Amanda en la ventana

Desde aquella ventana, Amanda veía el mundo bambolearse a izquierda y derecha sin que ella pudiera hacer nada por evitarlo. Los pájaros volaban de forma errática, como si a su vuelo le acompañara un extraño vaivén que los hiciera retroceder y avanzar sin variar ni un milímetro el gesto de sus alas. Los árboles bailaban al unísono, siguiendo el ritmo de una melodía que ella no lograba escuchar. Las montañas que surgían en el horizonte se mecían; parecía que intentaran dormir a los poblados que albergaban en sus colinas, que no obstante siempre dejaban alguna luz encendida. Su vida se resumía en aquella estampa: una ventana y un mundo que escarceaba a través de ella.

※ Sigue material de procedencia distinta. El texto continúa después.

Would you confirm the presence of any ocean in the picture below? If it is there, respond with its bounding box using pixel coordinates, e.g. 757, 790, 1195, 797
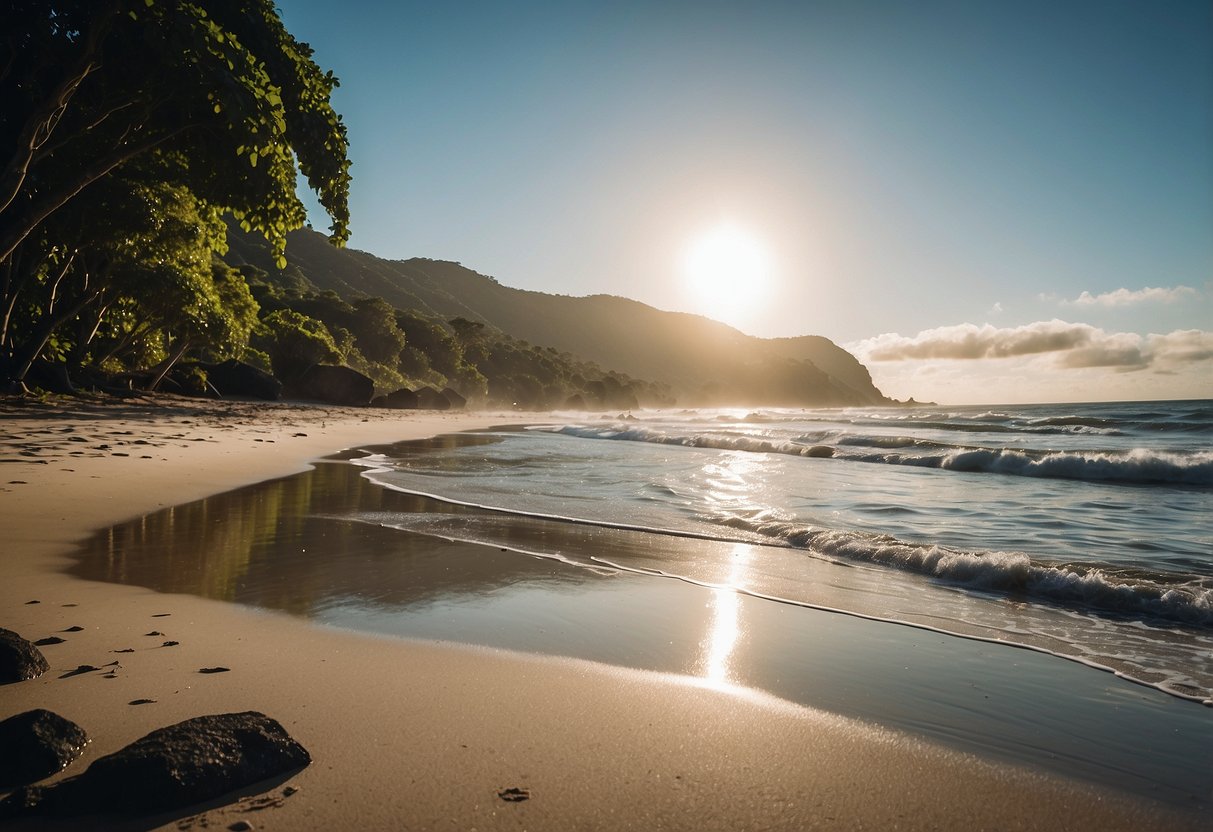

Amanda estaba tan intrigada por aquel extraño vaivén que en una ocasión accedió a relacionarse con un hombre sólo por ver si él también se inclinaba a un lado y a otro. Pero no, el hombre se erguía hasta casi los dos metros de alto sin apenas combarse. De su experiencia con aquel hombre concluyó que las personas más altas debían tener peor carácter, a juzgar por la última conversación que mantuvieron:

―¿Estás loca? Lo que se mueve es tu casa. ¡Vives en una casa flotante!

Aquello fue suficiente para Amanda. Entre amar a aquel ser descortés e insolente y seguir viendo el mundo mecer sus formas eligió lo segundo. Nunca más volvería a ser infiel a aquel mundo que bailaba para ella.